Susanne. Tu ne croiois pas cependant qu’il deust estre si grand?

Fanchon. Non, je n’eusse eu garde, ne l’ayant point esprouvé. A la fin, s’estant retiré, je me sentis un peu mouillée en cest endroit et je m’essuay avec ma chemise, et je vis aussi que son affaire n’estoit pas si droit qu’auparavant et qu’il baissoit la tête peu à peu en se retirant.

Susanne. Il n’y a point de double.

Fanchon. Cela fait, je me trouvay bien refaite et ne souhaitay rien plus. Après, il me baisa et me parla du plaisir qu’il avoit eu. Je lui parlay du mien, dont il me tesmoigna estre plus aise que du sien propre. Nous contasmes longtemps [(14)] pour sçavoir lequel avoit esté le plus grand, chacun disant ses raisons, le plus raisonnablement du monde, pour monstrer le grand ayse qu’il sentoit et qu’il en avoit eu plus que l’autre. A la fin, nous conclusmes sans nous accorder que chacun avoit senty le sien; mais il me dit qu’il avoit esté plus ayse du mien et qu’il en avoit reçeu à me veoir faire, et moy je luy dis pareillement.

Susanne. Cela n’est pas sans exemple ce que tu dis; car quand on ayme bien on est plus ayse du plaisir d’autruy que du sien propre. D’où vient que si le garçon veut faire cela à la fille quelquefois qu’elle n’est pas d’humeur, néanmoins, à cause qu’elle ayme le garçon seulement, elle consent qu’il le luy fasse, non pas pour l’amour d’elle, mais pour l’amour de luy, qui fait qu’elle luy dit, en se descouvrant sur le lict:—Sus, mon cœur, prenez de moy vostre bon plaisir et faites à vostre volonté. Et quand c’est le garçon qui n’est pas d’humeur et que c’est la fille qui en a envie, il se soumet à son vouloir et a la mesme complaisance qu’elle a euë pour luy une autre fois.

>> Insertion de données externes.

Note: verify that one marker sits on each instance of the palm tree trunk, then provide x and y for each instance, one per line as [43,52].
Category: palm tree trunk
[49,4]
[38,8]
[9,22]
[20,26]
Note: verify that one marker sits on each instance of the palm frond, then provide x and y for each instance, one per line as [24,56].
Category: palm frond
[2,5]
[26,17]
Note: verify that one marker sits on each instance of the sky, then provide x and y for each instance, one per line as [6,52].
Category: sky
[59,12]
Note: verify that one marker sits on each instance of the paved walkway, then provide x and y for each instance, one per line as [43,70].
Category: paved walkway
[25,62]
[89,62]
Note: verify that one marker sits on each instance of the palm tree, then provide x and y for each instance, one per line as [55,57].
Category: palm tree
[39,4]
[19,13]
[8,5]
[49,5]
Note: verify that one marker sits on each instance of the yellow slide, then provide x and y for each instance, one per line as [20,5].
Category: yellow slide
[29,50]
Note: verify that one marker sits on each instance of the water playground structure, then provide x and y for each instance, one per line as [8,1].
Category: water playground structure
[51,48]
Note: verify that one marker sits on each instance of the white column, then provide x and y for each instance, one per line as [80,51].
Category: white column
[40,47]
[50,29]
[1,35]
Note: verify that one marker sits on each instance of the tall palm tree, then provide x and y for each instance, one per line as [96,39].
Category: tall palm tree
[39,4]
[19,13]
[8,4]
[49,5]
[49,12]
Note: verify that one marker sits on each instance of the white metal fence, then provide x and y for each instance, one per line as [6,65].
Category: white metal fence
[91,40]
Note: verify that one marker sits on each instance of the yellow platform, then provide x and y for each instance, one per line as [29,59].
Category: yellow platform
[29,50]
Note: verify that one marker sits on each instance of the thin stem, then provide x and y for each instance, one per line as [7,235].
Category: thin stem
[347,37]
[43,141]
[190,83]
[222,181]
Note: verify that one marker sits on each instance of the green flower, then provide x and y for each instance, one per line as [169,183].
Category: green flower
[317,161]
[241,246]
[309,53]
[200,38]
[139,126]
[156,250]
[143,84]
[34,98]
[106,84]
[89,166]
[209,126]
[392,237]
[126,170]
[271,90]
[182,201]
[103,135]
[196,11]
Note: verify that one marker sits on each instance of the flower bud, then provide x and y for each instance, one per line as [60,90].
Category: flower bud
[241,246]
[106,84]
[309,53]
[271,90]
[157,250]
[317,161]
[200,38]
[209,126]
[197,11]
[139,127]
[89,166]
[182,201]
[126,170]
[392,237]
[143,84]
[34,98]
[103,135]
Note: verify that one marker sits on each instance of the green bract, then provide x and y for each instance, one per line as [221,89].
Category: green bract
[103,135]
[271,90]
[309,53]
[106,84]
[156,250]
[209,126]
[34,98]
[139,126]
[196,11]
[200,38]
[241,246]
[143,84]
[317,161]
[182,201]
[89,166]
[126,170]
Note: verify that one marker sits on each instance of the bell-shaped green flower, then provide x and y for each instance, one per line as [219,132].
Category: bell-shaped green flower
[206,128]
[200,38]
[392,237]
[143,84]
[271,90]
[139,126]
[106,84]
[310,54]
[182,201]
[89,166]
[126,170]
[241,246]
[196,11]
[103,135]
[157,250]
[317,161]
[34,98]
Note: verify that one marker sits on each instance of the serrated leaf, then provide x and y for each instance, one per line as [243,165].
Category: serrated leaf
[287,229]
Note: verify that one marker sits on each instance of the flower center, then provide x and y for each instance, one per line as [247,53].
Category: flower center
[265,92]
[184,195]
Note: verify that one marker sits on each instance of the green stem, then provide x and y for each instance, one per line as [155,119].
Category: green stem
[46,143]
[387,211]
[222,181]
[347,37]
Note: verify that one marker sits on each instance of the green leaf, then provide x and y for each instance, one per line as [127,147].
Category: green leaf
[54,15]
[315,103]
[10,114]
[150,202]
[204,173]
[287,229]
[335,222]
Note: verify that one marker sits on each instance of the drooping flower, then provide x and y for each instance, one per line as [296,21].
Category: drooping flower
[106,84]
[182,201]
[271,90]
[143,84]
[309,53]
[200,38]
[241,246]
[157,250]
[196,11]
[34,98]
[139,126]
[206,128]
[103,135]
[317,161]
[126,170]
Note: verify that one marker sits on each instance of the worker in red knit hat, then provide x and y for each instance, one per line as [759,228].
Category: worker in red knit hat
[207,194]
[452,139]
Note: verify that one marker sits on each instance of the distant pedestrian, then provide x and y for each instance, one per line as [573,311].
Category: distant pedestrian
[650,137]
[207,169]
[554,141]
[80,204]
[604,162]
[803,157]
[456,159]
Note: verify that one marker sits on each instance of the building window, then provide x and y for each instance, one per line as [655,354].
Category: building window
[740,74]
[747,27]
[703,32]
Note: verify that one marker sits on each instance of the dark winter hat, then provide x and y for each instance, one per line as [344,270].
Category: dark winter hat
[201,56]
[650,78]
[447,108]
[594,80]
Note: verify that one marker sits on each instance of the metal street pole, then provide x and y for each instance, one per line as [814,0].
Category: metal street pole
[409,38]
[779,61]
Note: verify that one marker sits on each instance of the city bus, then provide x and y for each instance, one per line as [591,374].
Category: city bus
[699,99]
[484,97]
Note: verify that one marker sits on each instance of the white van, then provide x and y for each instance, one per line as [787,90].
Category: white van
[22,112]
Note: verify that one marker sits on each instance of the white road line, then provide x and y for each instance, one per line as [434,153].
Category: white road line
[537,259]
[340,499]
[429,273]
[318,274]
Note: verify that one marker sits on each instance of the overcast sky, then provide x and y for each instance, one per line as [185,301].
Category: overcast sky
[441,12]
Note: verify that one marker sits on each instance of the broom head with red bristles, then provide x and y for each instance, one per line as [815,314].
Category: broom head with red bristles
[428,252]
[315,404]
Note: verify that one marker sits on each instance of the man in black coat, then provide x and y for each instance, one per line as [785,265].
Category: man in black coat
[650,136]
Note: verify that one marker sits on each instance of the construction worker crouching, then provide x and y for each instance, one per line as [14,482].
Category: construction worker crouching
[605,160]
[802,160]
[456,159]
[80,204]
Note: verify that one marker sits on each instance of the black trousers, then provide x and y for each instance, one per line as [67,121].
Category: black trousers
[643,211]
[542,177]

Fanchon. Je suis bien ayse de sçavoir encore cela; j’en feray souvenir Robinet quelquefois qu’il ne sera pas d’humeur.

Susanne. Fort bien.

[(15)] Fanchon. Cependant, de peur qu’il ne vînt quelqu’un, il avoit remis son haut-de-chausse et s’estoit assis auprès de moy et me contoit l’obligation qu’il vous avoit, quand il vous rencontra sur le degré, disant que sans vous il seroit mort d’angoisse pour ne pouvoir plus attendre, et qu’il y avoit long temps qu’il estoit espris de ma beauté et qu’il avoit envie de me faire cela, pour la grande affection qu’il me portoit, mais que jamais il n’avoit osé me le dire qu’à ceste heure qu’il en avoit essayé. Il ne pouvoit assez louer les bonnes qualités qui estoient en moy, et qu’il en avoit encore plus reconnu depuis sa jouissance qu’il n’avoit fait auparavant. C’est pourquoy il voulut lier avec moy une amitié indissoluble qui fust aussi longue que sa vie; ensuite de quoy il me fit cent protestations d’amour et de service et me conjura de l’aimer toujours et de luy estre toujours fidèle, me promettant la réciproque. Et pour donner lieu que cette amitié fust accompagnée des mesme plaisirs que nous venions de prendre, afin que je n’eusse de regret, il me promit de me renouveller tous les jours deux fois ce mesme plaisir l’un portant l’autre; dont je le remerciay, et pour cest effect nous nous avisasmes à nous conduire si secrettement que personne ne peust s’apercevoir de nostre pratique. Ce qu’estant résolu, nous parlasmes d’autre chose, et fouillant dans sa pochette, il en tira quelques pistaces et mirobolans dont il m’en fit manger, disant qu’il n’y avoit rien meilleur pour réparer les forces perdues au jeu d’amour. Tandis que je mangeois, je le priay que je pusse aller en bas pour veoir où en estoit la servante, et cependant il se mit à chanter pour oster tout soupçon. Je fus quelque temps à revenir, m’estudiant derechef à l’occuper; je luy dis que ce jeune Robinet m’importunoit beaucoup et que j’eusse bien voulu en estre despetrée.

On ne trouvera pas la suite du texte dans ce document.